A.P. (DIR Series) Circular No.28
August 19, 2013
All Banks Authorised to Deal in Foreign Exchange
Foreign Investments in Asset Reconstruction Companies (ARC)
Attention of Authorized Dealers is invited to the Foreign Exchange Management (Transfer or Issue of Security by a Person Resident outside India) Regulations, 2000 notified by the Reserve Bank of India vide Notification No.20 dated 3rd May 2000 as amended from time to time and A.P.(DIR Series) Circular N0.16 dated November 11, 2005.
2. In terms of the aforesaid circular :
(a) Foreign Direct Investment (FDI) upto 49% in the equity capital of Asset Reconstruction Companies (ARCs) was permitted subject to certain conditions. However, investment by Foreign Institutional Investors (FIIs) in the equity capital of ARCs was not permitted; and
(b) general permission was granted to Foreign Institutional Investors (FIIs) to invest in Security Receipts (SRs) upto 49 per cent of each tranche of scheme of Security Receipts subject to condition that investment of a single FII in each tranche of scheme of SRs shall not exceed 10 per cent of the issue.
3. A review of the policy was undertaken and it has been decided as under:
- The ceiling for FDI in ARCs has been increased from 49% to 74% subject to the condition that no sponsor may hold more than 50% of the shareholding in an ARC either by way of FDI or by routing through an FII. The foreign investment in ARCs would need to comply with the FDI policy in terms of entry route conditionality and sectoral caps.

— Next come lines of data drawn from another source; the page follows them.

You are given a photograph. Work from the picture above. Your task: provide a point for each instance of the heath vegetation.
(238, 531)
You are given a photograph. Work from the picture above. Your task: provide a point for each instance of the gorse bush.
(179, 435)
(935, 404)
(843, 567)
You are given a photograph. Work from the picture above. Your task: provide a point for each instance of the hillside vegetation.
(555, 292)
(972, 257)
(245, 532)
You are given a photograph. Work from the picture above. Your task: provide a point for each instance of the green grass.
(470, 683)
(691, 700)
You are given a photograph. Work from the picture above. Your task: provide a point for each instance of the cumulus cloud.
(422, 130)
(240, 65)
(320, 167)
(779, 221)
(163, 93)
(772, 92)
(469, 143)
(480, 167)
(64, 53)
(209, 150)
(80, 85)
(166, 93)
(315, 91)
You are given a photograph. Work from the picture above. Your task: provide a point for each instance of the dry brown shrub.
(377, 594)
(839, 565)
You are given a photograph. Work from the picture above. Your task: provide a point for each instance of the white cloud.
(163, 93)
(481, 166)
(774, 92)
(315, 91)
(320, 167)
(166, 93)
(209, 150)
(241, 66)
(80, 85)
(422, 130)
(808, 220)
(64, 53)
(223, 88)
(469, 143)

- The foreign investment limit of 74% in ARC would be a combined limit of FDI and FII. Hence, the prohibition on investment by FII in ARCs will be removed. The total shareholding of an individual FII shall not exceed 10% of the total paid-up capital.

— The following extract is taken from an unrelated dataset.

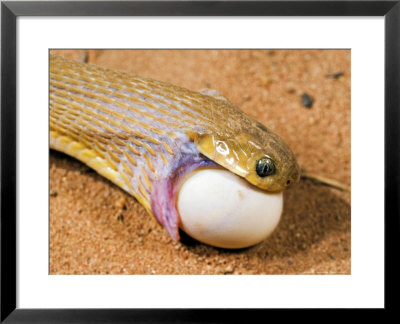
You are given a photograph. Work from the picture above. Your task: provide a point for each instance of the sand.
(96, 228)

- The limit of FII investment in SRs may be enhanced from 49% to 74% of the paid up value of each tranche of scheme of Security Receipts issued by the Asset Reconstruction Companies. Further, the individual limit of 10% for investment of a single FII in each tranche of SRs issued by ARCs may be dispensed with. Such investment should be within the FII limit on corporate bonds prescribed from time to time, and sectoral caps under the extant FDI Regulations should be complied with.
5. Reserve Bank of India has since amended the Regulations and notified vide Notification No. FEMA.254/2013-RB dated January 07, 2013 vide G.S.R.No.344(E) dated May 29, 2013.
6. Authorised Dealer banks may bring the contents of this circular to the notice of their constituents and customers concerned.
7. The directions contained in this circular have been issued under sections 10(4) and 11(1) of the Foreign Exchange Management Act, 1999 (42 of 1999) and are without prejudice to permissions/approvals, if any, required under any other law.